University of California, Irvine, researchers have found that strangers with easier-to-pronounce names are more trustworthy than their peers with complex names.

Researchers said that people find straight-forward names more familiar and less risky to get acquainted with.

For the study, the researchers created fictitious names from different parts of the world, including the Middle East, Asia and Europe. Some of them were easier to pronounce, while the others were difficult.

In the first experiment, the researchers asked participants to imagine themselves as tourists and look for a reliable tour guide. In the second experiment, the participants were asked to determine how dangerous a person is just by looking at their names on a list.

"In each experiment, strangers with easy-to-pronounce names were judged as being more familiar, more trustworthy and safer," Eryn Newman, a postdoctoral fellow in the university's Department of Criminology, Law and Society, said in a statement. "People actually thought claims attributed to easy-to-pronounce names were more likely to be true."

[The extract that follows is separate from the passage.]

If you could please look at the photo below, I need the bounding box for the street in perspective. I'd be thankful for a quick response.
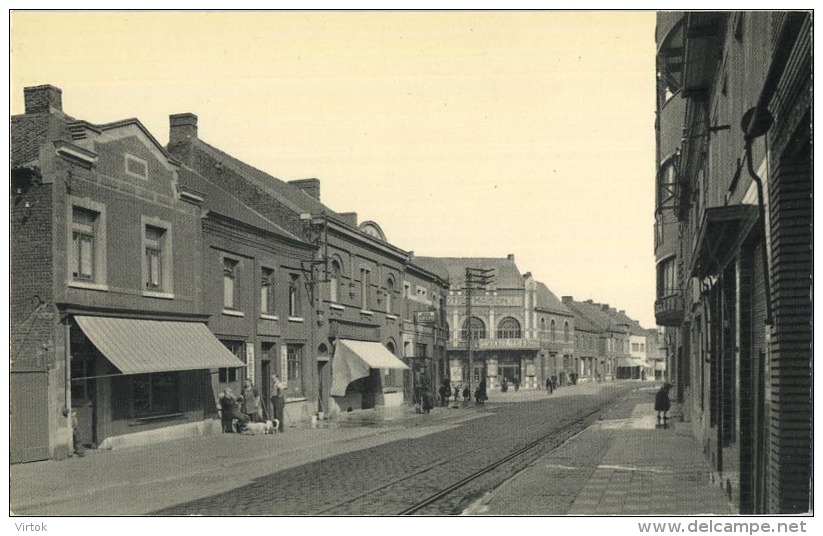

For example, the participants believed the claim that 'macadamia nuts are in the same evolutionary family as peaches' when credited to 'Andrian Babeshko' instead of his countryman 'Czeslaw Ratynska.'

Newman said that the phenomenon of trusting simpler or recognisable things is not just limited to names. Previous research showed that food additives with easier names are believed to be safer than their counterparts with tricky names.

"To the Fred Flintstone parts of our brains, that feeling of familiarity signals something that we can trust," Newman said. "But information that's difficult to process signals danger."

Prior studies have showed that people with easy spelt names were claimed to be more pleasant, electable and accomplished.

"What we now know from these results, however, is that the consequences of easy-to-pronounce names reach much further than previously thought. Just think of the situations in which pronounceability could have a significant impact on people's lives...... especially during jury verdicts," Newman said.